Ranger: Es fehlt am Nötigsten

Bereits 2016 veröffentlichte der WWF erstmals eine Studie, für die Ranger in Afrika und Asien zu ihren Arbeitsbedingungen befragt wurden. Mit erschreckendem Ergebnis: Ranger leben gefährlich. Für ihre so wichtige Arbeit verdienen sie zu wenig Geld, sind schlecht versorgt und stehen unzähligen Gefahren gegenüber. Die 2019 veröffentlichte aktualisierte Fassung zeigt: Nach wie vor haben Wildhüter in ihrem Job mit schweren Gesundheits- und Sicherheitsrisiken zu kämpfen.

Ranger sind unverzichtbar für den Artenschutz, sie helfen, die biologische Vielfalt auf der ganzen Welt zu erhalten – zum Wohle aller Menschen. Umso mehr verwundert es, dass nach wie vor nur wenig über die Arbeitsbedingungen der Wildhüter bekannt ist. 2016 brachte die erste vom WWF beauftragte Studie Licht ins Dunkel. Für die aktualisierte Fassung der Studie wurden zwischen 2018 und 2019 7.110 Wildhüter in 28 Ländern befragt.

Ausbildung und medizinische Versorgung

Die Fragen, die den Wildhütern gestellt wurden, deckten eine Vielzahl an Themen ab. Doch es gibt Probleme, die besonders hervorstechen und dringendes Handeln von den Regierungen der Länder, in denen die Ranger eingesetzt sind, fordern. Für viele Ranger beginnen die Probleme bereits mit ihrer Ausbildung. Etwa ein Drittel gab an, dass sie ihre Ausbildung nicht ausreichend auf ihre Arbeit vorbereitet.

Die knappe Mehrheit der Ranger gab an, dass die medizinische Versorgung, die sie erhalten, nicht ausreichend sei. Hier zeigt sich, dass nach wie vor Handlungsbedarf besteht, um den Wildhütern im Notfall schnellstmöglich medizinische Hilfe zukommen lassen zu können. Größtes Problem sind Infektionskrankheiten. Etwa 31 Prozent der Wildhüter gaben an, in den vergangenen zwölf Monaten an Malaria erkrankt zu sein, etwa 22 Prozent litten unter einer anderen Infektionskrankheit.

Mit verantwortlich für die hohen Krankheitsfälle ist die unzureichende Ausstattung der Ranger.
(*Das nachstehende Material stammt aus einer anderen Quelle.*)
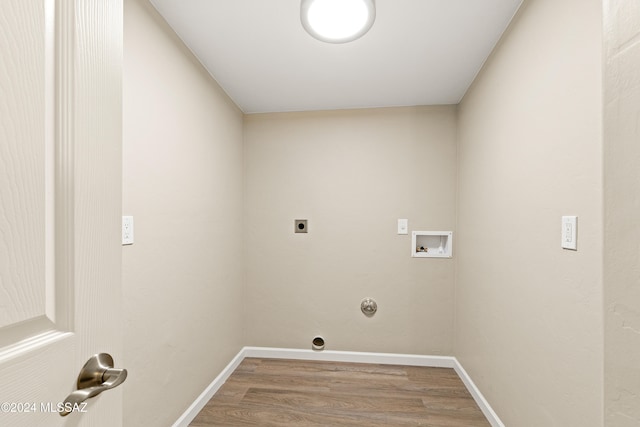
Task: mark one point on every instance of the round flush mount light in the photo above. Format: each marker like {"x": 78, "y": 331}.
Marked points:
{"x": 337, "y": 21}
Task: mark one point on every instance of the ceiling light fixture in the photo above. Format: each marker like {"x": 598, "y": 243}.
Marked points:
{"x": 337, "y": 21}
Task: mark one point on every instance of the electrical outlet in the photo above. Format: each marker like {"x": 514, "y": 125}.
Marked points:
{"x": 570, "y": 232}
{"x": 127, "y": 230}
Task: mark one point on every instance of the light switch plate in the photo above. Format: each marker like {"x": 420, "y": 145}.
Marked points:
{"x": 403, "y": 226}
{"x": 127, "y": 230}
{"x": 570, "y": 232}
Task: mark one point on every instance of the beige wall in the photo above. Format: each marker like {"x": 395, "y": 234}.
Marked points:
{"x": 182, "y": 278}
{"x": 622, "y": 199}
{"x": 529, "y": 314}
{"x": 352, "y": 174}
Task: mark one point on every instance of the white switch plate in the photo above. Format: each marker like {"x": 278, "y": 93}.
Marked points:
{"x": 127, "y": 230}
{"x": 570, "y": 232}
{"x": 403, "y": 226}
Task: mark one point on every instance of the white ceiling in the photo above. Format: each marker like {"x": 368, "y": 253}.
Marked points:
{"x": 418, "y": 52}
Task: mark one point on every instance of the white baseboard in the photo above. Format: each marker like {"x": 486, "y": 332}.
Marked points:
{"x": 339, "y": 356}
{"x": 193, "y": 410}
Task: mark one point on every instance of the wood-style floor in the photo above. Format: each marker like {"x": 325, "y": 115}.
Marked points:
{"x": 276, "y": 392}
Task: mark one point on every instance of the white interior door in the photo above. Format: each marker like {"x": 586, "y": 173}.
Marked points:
{"x": 60, "y": 206}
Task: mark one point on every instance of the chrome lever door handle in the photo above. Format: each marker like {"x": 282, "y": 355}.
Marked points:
{"x": 96, "y": 376}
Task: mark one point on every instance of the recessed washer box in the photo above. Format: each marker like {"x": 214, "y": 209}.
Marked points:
{"x": 432, "y": 244}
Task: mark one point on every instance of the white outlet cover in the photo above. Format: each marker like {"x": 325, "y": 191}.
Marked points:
{"x": 570, "y": 232}
{"x": 127, "y": 230}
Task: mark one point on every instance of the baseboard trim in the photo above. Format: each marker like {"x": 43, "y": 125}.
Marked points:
{"x": 193, "y": 410}
{"x": 339, "y": 356}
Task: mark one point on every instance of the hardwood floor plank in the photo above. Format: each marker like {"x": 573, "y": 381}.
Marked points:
{"x": 277, "y": 392}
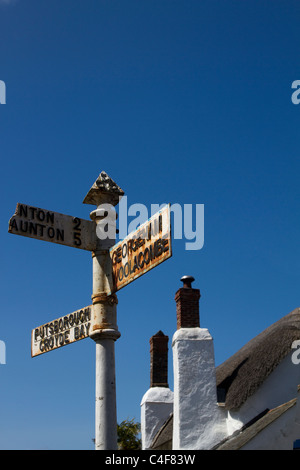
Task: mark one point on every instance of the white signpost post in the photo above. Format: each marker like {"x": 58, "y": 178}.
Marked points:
{"x": 113, "y": 268}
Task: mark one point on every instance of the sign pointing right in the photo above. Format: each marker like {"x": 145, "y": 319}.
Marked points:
{"x": 142, "y": 250}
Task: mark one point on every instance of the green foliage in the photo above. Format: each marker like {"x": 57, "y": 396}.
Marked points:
{"x": 128, "y": 435}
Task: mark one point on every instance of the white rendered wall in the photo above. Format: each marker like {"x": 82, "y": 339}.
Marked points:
{"x": 198, "y": 421}
{"x": 156, "y": 407}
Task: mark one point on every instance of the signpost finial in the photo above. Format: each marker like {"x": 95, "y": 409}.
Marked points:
{"x": 104, "y": 191}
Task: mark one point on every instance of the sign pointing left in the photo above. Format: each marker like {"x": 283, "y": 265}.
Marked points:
{"x": 53, "y": 227}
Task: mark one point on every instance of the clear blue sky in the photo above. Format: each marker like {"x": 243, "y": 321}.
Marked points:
{"x": 181, "y": 101}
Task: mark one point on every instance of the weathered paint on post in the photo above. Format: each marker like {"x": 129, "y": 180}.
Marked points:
{"x": 142, "y": 250}
{"x": 104, "y": 330}
{"x": 53, "y": 227}
{"x": 65, "y": 330}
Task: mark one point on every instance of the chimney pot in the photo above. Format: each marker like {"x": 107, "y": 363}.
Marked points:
{"x": 187, "y": 304}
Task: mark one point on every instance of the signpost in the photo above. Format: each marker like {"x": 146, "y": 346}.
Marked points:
{"x": 60, "y": 332}
{"x": 114, "y": 266}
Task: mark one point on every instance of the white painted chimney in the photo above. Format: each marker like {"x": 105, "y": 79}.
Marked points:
{"x": 157, "y": 403}
{"x": 197, "y": 420}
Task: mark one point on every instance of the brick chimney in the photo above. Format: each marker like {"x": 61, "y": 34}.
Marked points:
{"x": 159, "y": 360}
{"x": 157, "y": 403}
{"x": 187, "y": 304}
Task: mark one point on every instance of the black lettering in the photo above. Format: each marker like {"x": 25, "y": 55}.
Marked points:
{"x": 66, "y": 323}
{"x": 67, "y": 340}
{"x": 165, "y": 243}
{"x": 126, "y": 269}
{"x": 41, "y": 215}
{"x": 139, "y": 260}
{"x": 13, "y": 225}
{"x": 61, "y": 324}
{"x": 87, "y": 314}
{"x": 51, "y": 232}
{"x": 33, "y": 228}
{"x": 135, "y": 266}
{"x": 32, "y": 209}
{"x": 24, "y": 227}
{"x": 87, "y": 327}
{"x": 77, "y": 223}
{"x": 147, "y": 256}
{"x": 77, "y": 239}
{"x": 41, "y": 234}
{"x": 119, "y": 273}
{"x": 22, "y": 210}
{"x": 51, "y": 328}
{"x": 50, "y": 217}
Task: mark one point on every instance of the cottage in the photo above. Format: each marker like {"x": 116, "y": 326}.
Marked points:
{"x": 251, "y": 401}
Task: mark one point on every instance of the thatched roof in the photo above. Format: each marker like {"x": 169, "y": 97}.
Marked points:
{"x": 241, "y": 437}
{"x": 241, "y": 375}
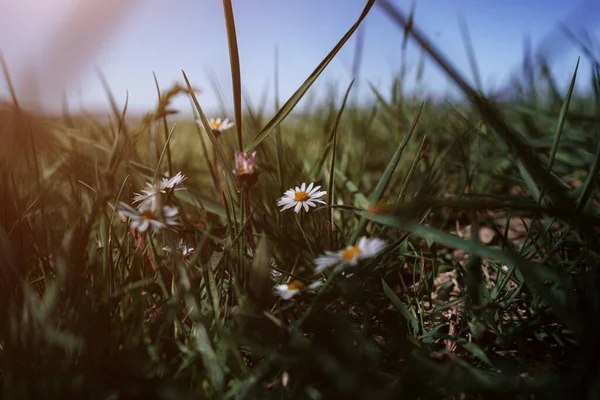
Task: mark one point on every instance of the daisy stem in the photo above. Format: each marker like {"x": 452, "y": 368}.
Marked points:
{"x": 246, "y": 199}
{"x": 216, "y": 168}
{"x": 300, "y": 224}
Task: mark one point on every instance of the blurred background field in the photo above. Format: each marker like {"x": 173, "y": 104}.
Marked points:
{"x": 486, "y": 195}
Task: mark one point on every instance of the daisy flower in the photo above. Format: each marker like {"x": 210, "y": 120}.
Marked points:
{"x": 218, "y": 125}
{"x": 147, "y": 198}
{"x": 182, "y": 248}
{"x": 301, "y": 197}
{"x": 351, "y": 255}
{"x": 169, "y": 184}
{"x": 288, "y": 290}
{"x": 146, "y": 218}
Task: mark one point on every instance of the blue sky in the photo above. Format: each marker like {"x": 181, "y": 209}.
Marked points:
{"x": 60, "y": 42}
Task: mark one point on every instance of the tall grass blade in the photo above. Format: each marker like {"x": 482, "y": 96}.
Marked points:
{"x": 234, "y": 59}
{"x": 297, "y": 96}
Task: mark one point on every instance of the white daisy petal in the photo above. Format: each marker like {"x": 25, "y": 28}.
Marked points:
{"x": 288, "y": 206}
{"x": 302, "y": 197}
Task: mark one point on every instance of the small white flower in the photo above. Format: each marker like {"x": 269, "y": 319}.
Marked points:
{"x": 147, "y": 198}
{"x": 145, "y": 218}
{"x": 182, "y": 248}
{"x": 218, "y": 125}
{"x": 170, "y": 215}
{"x": 169, "y": 184}
{"x": 288, "y": 290}
{"x": 301, "y": 197}
{"x": 351, "y": 255}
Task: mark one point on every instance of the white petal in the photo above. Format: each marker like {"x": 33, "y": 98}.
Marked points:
{"x": 314, "y": 286}
{"x": 142, "y": 225}
{"x": 289, "y": 205}
{"x": 318, "y": 194}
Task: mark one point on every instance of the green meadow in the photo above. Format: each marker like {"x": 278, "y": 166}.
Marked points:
{"x": 410, "y": 248}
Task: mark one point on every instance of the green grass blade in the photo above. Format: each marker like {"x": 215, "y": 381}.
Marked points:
{"x": 536, "y": 274}
{"x": 333, "y": 155}
{"x": 208, "y": 130}
{"x": 400, "y": 306}
{"x": 234, "y": 59}
{"x": 291, "y": 103}
{"x": 562, "y": 119}
{"x": 386, "y": 177}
Der Studie zufolge hat nur etwa ein Drittel der Wildhüter an den Außenposten Zugriff auf Moskitonetze. Ein Problem, das mit relativ geringem Kosteneinsatz leicht zu beheben wäre und die Krankheitsfälle erheblich reduzieren könnte.

Auch der Zugang zu sauberem Trinkwasser ist an den Außenposten schlecht: nur 51 Prozent haben Zugang zu sauberem Trinkwasser. Die Zahl sinkt während aktiver Patrouillen-Arbeit auf drastische 43 Prozent.

Schlechte Ausrüstung, inadäquate Bezahlung

Selbst an der grundlegenden Ausrüstung mangelt es: Etwa die Hälfte der Befragten gab an, dass Uniform und Stiefel für ihre Arbeit nicht geeignet seien. Mängel, die noch größer werden, angesichts der immensen Entfernungen, die die Ranger in der Regel bei ihrer Arbeit zurücklegen.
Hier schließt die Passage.